Left-wing dissent in Mexico, though not part of some “Soviet plot” as both the U.S. and Mexican government alleged, was very real. After the Cuban Revolution, many public figures in Mexico, including revered former President Lazaro Cardenas, expressed strong support for Fidel Castro’s new government and denounced efforts by the United States to topple it. And Mexico had its own rich revolutionary tradition. The Communist Party of Mexico had counted in its ranks some of the most respected figures in the workers movement and in the arts.

In 1959-60, the government had harshly suppressed powerful strikes by railway workers and teachers, jailing a number of left-wing labor leaders. In 1962, the army and police had massacred a noted peasant leader, Ruben Jaramillo, who was both a Methodist minister and a Communist Party member, and his entire family. In 1968, some key leftist labor leaders were still in prison, including railway worker leaders Valentin Campa and Demetrio Vallejo, both Communists. The student demands included the release of all such political prisoners.

The massacre of students and workers in the Plaza of the Three Cultures was not the only repressive act that took place under president Diaz Ordaz and his interior minister and successor, Luis Echeverria Alvarez. There were more killings of farmers, students and workers, often in the form of “disappearances”. But the blatant public nature of the Tlatelolco slaughter stuck in people’s minds both in Mexico and abroad.

Especially since the PRI lost the presidency in 2000, there have been constant demands for the opening of police and army files about the incident, with very limited success. Another demand has been for the prosecution of surviving leaders of the government at the time. These also have not met with success. Recently there have been discoveries of what might be mass graves of people “disappeared” by the authorities of that period.
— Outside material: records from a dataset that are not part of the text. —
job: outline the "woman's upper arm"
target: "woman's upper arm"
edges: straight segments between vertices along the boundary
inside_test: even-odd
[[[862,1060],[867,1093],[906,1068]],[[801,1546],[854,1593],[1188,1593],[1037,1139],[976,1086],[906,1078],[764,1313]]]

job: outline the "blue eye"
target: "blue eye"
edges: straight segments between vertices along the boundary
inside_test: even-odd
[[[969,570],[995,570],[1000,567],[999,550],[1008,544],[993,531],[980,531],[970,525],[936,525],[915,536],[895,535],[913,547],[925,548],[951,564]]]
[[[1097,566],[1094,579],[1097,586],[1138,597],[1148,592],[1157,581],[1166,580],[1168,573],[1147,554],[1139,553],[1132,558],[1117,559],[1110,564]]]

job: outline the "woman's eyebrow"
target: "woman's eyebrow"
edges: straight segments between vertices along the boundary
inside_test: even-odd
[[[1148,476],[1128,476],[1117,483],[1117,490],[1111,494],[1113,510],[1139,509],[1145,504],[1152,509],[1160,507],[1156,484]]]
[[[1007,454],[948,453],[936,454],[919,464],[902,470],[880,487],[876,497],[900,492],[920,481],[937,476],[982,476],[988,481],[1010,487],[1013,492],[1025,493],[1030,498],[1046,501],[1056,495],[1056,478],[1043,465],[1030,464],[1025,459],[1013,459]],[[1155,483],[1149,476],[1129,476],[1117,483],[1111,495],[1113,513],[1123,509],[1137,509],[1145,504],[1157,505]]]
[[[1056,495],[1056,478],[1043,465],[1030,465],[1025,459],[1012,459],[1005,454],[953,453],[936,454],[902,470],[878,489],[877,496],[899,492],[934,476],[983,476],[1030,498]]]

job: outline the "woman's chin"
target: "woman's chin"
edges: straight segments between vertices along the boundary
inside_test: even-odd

Last week, the leadership of the PRI, supported by the currently ruling right-wing National Action Party, PAN, made an admission that yes, some bad things had happened in 1968, but suggested that bygones should be bygones. On the other hand, the parliamentary left, consisting of the PRD (Revolutionary Democratic Party) and allies, has demanded that the government recognize that the events of 1968 constitute an unpunished crime of the state.